575 South Water Street

Providence, RI



Cajun Steve read Wiz’ comment that there is only one set of in-laws in West Virginia. Steve said that there are no in-laws in West Virginia. Only siblings.

Foot Joy suggested a way to get back at Joba Chamberlain for hitting Red Sox players (especially Kevin Youkilis). Since there is interleague play now, FJ suggested we pay a National League pitcher to hit Joba.

You all know that the Hot Club is like the Hotel California – you can check out but you can never leave. Last Sunday Audrey was tending bar and Jake had reappeared.

Ginny from RISD also showed up last week and she still gets the Sportzine. Ginny says she holds her own with the guys during football season by quoting stuff from the Zine.

Mary tells me that her sister Maya just had the opening of her movie Shank which was shown at RISD. Mary gave the 90-minute movie a thumbs up. Mary said Maya is trying to get the movie accepted at a film festival. Good luck to Maya in her cinematic career.

Charlie Clancy was telling Fleet Feet Pete about something and said, “...got it down pat.” Chuck D added, “And Pat doesn’t like it.”

Ed Lake was talking about Leonard Cohen, who has been touring. I told Ed to get a copy of Jennifer Warnes’ Famous Blue Raincoat, on which she covers Cohen songs like Bird On A Wire. I told Ed my favorite is First We Take Manhattan, Then We Take Berlin.

Chuck D said that there is a new education program for priests by priests. It’s called ‘Leave no child’s behind’.
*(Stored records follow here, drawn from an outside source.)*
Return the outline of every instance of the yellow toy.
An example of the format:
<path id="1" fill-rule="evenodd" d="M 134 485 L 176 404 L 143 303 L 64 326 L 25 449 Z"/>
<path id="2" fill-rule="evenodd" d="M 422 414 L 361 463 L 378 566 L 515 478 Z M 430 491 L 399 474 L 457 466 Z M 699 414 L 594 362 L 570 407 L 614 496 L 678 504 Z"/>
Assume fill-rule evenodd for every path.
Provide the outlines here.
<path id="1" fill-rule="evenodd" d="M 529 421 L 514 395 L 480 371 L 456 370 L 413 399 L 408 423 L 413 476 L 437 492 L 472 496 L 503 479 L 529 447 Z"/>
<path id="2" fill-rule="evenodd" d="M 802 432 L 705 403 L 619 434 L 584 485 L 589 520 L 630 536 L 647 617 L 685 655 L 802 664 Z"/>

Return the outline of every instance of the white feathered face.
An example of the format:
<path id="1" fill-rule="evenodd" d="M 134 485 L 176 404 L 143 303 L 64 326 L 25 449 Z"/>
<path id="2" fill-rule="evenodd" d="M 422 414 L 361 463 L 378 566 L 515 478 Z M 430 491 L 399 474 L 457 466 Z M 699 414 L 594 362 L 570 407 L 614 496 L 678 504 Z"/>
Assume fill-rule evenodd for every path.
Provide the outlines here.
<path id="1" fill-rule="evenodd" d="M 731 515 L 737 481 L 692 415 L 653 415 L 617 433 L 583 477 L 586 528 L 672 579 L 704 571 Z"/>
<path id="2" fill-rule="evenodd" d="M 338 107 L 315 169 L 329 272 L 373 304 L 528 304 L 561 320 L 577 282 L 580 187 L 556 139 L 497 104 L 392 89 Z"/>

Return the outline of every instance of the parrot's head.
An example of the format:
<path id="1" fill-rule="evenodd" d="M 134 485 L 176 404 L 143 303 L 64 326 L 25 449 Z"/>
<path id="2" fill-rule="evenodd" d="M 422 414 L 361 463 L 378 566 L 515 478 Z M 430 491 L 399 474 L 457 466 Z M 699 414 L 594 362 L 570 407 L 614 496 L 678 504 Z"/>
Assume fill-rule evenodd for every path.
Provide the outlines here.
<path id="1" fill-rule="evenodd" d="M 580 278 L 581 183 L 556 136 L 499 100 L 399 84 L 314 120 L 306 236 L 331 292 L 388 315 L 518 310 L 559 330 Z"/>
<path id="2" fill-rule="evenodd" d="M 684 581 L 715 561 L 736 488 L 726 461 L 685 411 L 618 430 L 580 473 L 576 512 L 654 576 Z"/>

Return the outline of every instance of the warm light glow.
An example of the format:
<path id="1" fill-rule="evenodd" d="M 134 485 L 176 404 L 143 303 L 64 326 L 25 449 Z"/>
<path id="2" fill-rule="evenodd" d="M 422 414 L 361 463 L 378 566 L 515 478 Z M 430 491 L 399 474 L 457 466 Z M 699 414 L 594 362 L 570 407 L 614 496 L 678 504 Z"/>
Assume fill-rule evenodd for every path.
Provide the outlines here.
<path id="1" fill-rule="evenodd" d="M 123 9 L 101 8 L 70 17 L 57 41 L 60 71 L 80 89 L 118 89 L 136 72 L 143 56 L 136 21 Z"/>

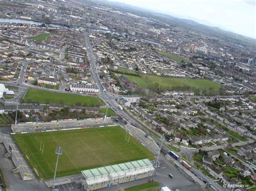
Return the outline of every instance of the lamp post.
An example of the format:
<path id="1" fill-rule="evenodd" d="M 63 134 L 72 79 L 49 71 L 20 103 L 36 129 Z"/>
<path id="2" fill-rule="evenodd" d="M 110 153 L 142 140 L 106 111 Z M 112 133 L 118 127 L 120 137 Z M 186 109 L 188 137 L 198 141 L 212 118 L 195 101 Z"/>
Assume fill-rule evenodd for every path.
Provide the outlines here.
<path id="1" fill-rule="evenodd" d="M 162 137 L 161 137 L 161 146 L 160 146 L 159 152 L 158 152 L 158 154 L 157 155 L 157 160 L 156 161 L 156 165 L 157 165 L 157 164 L 158 163 L 158 159 L 159 158 L 160 154 L 161 153 L 161 149 L 162 148 L 163 144 L 164 143 L 164 134 L 163 133 Z"/>
<path id="2" fill-rule="evenodd" d="M 57 154 L 56 165 L 55 166 L 55 172 L 54 172 L 53 180 L 52 181 L 52 188 L 55 188 L 54 182 L 56 177 L 57 167 L 58 166 L 58 161 L 59 160 L 59 155 L 62 154 L 62 147 L 61 146 L 57 146 L 55 151 L 55 154 Z"/>

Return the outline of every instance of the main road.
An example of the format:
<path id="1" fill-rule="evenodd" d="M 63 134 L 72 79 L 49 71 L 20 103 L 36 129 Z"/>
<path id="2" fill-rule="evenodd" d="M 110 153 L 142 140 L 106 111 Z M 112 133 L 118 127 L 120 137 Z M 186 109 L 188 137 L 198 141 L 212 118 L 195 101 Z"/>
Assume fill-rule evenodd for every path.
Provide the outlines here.
<path id="1" fill-rule="evenodd" d="M 115 101 L 114 99 L 113 98 L 112 95 L 106 91 L 105 88 L 101 83 L 99 80 L 99 76 L 98 74 L 98 71 L 96 66 L 96 59 L 93 55 L 93 53 L 89 42 L 89 33 L 87 32 L 85 33 L 85 43 L 87 52 L 88 60 L 90 62 L 90 69 L 92 75 L 92 77 L 93 78 L 93 80 L 95 80 L 97 85 L 98 86 L 100 90 L 99 96 L 107 102 L 108 107 L 117 112 L 117 113 L 121 115 L 123 118 L 124 118 L 126 121 L 136 125 L 136 126 L 138 127 L 139 128 L 141 128 L 139 123 L 134 120 L 132 117 L 130 117 L 123 110 L 120 109 L 120 108 L 118 107 L 118 104 Z M 145 130 L 144 129 L 143 130 L 145 131 Z M 147 133 L 148 133 L 149 135 L 151 135 L 150 132 L 147 132 Z M 154 138 L 157 143 L 160 144 L 160 141 L 157 139 L 155 139 L 154 136 L 152 136 L 152 138 Z M 162 147 L 162 148 L 165 150 L 168 149 L 168 148 L 165 147 L 164 145 L 163 145 L 163 147 Z M 192 151 L 192 152 L 194 152 L 194 151 Z M 213 186 L 216 188 L 218 190 L 224 190 L 220 186 L 220 185 L 217 184 L 212 179 L 206 176 L 198 169 L 194 169 L 194 172 L 198 176 L 201 177 L 202 180 L 206 180 L 208 182 L 210 182 Z"/>

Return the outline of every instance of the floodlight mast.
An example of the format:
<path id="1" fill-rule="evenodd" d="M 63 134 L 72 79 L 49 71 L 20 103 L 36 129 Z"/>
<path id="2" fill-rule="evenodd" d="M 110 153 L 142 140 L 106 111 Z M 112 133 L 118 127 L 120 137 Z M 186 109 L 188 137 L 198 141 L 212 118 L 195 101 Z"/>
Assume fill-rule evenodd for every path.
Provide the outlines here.
<path id="1" fill-rule="evenodd" d="M 55 186 L 54 186 L 54 182 L 55 181 L 55 178 L 56 177 L 56 172 L 57 172 L 57 167 L 58 166 L 58 161 L 59 160 L 59 155 L 62 154 L 62 147 L 61 146 L 57 146 L 56 147 L 56 151 L 55 151 L 55 154 L 57 154 L 57 161 L 56 165 L 55 166 L 55 171 L 54 172 L 53 180 L 52 181 L 52 188 L 54 188 Z"/>
<path id="2" fill-rule="evenodd" d="M 156 165 L 157 165 L 158 163 L 158 159 L 159 159 L 159 155 L 160 155 L 160 154 L 161 153 L 161 150 L 162 148 L 162 146 L 163 146 L 163 144 L 164 143 L 164 134 L 163 133 L 162 135 L 162 137 L 161 137 L 161 146 L 160 146 L 160 149 L 159 149 L 159 152 L 158 152 L 158 154 L 157 155 L 157 160 L 156 160 Z"/>

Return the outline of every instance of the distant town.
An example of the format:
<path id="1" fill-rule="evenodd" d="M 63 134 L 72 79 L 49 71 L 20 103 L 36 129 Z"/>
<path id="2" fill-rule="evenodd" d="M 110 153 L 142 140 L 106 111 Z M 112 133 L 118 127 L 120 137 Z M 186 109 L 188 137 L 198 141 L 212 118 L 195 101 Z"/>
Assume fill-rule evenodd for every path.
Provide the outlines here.
<path id="1" fill-rule="evenodd" d="M 0 190 L 254 190 L 255 43 L 114 2 L 0 0 Z"/>

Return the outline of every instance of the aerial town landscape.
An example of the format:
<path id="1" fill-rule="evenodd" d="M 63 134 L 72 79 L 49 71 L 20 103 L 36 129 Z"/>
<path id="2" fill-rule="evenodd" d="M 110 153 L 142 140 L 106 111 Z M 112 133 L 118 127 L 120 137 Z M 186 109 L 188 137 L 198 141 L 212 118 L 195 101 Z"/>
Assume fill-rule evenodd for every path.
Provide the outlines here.
<path id="1" fill-rule="evenodd" d="M 256 39 L 124 5 L 0 0 L 0 190 L 255 190 Z"/>

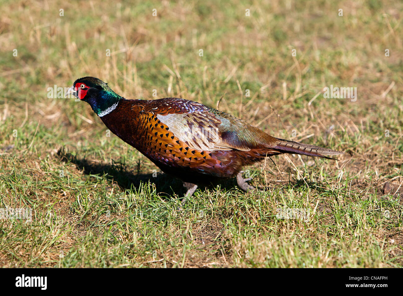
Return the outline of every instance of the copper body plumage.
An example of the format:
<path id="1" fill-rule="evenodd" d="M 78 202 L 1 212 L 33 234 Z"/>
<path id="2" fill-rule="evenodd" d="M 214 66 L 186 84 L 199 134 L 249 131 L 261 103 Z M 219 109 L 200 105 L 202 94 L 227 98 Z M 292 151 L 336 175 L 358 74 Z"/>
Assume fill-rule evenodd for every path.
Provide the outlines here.
<path id="1" fill-rule="evenodd" d="M 129 100 L 93 77 L 77 79 L 71 92 L 88 102 L 105 125 L 164 172 L 181 180 L 189 197 L 201 184 L 237 177 L 244 191 L 253 187 L 243 167 L 291 153 L 333 159 L 343 154 L 272 137 L 247 122 L 199 103 L 177 98 Z"/>

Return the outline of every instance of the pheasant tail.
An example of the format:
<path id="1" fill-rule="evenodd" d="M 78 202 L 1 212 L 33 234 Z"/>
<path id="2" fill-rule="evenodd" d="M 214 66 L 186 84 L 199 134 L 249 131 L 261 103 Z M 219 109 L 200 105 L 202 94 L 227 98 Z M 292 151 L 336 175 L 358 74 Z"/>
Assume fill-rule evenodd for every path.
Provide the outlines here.
<path id="1" fill-rule="evenodd" d="M 291 153 L 296 154 L 303 154 L 310 156 L 317 156 L 328 159 L 334 159 L 326 155 L 344 154 L 341 151 L 334 151 L 331 149 L 324 148 L 314 145 L 309 145 L 295 141 L 289 141 L 284 139 L 276 138 L 276 146 L 274 147 L 280 150 L 282 153 Z"/>

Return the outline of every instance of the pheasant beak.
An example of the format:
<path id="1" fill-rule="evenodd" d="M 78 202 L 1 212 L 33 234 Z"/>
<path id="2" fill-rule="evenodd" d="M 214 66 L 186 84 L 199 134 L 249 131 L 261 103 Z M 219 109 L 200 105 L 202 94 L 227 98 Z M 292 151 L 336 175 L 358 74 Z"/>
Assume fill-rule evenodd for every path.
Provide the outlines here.
<path id="1" fill-rule="evenodd" d="M 66 97 L 68 97 L 71 95 L 73 95 L 76 97 L 78 98 L 78 95 L 77 94 L 77 92 L 76 91 L 75 89 L 74 89 L 74 86 L 69 89 L 67 90 L 67 92 L 66 93 Z"/>

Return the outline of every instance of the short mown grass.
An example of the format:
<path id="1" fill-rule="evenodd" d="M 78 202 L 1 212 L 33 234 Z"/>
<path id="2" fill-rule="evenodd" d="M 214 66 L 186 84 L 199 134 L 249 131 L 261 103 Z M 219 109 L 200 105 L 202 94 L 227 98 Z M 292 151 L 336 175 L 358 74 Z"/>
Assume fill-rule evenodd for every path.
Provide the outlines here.
<path id="1" fill-rule="evenodd" d="M 401 3 L 1 7 L 0 208 L 32 220 L 0 219 L 0 266 L 403 267 Z M 228 180 L 178 210 L 180 181 L 108 137 L 88 104 L 48 95 L 89 75 L 345 153 L 272 157 L 245 168 L 260 190 Z M 357 100 L 325 98 L 331 85 Z"/>

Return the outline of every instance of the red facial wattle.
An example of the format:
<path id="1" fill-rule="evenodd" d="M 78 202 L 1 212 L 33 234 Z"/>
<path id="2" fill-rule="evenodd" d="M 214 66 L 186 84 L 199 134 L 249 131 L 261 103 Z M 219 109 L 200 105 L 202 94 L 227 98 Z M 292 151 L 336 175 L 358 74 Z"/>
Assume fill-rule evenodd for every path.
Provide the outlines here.
<path id="1" fill-rule="evenodd" d="M 74 87 L 75 90 L 77 92 L 77 95 L 78 96 L 78 98 L 81 100 L 84 99 L 84 97 L 87 95 L 87 92 L 89 88 L 85 83 L 83 83 L 82 82 L 77 83 Z"/>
According to female intelligence, when women use the ladies’ room, they become a human hovercraft. No, not a hummer craft. A hover crap. I mean hovercraft.

The Wiz said that the highest compliment you can pay a woman in Arkansas is “Nice tooth.”

Wiz said that the Arkansas and West Virginia stories are interchangeable. He also added Burrillville to that mix. I told him that a woman from Burrillville once asked her co-workers: “How do men do it with sheep? They put the sheep’s back legs in their boots.”

ORric said that they are into animal husbandry in Burrillville. I said, “Yeah they want to husband your animal.”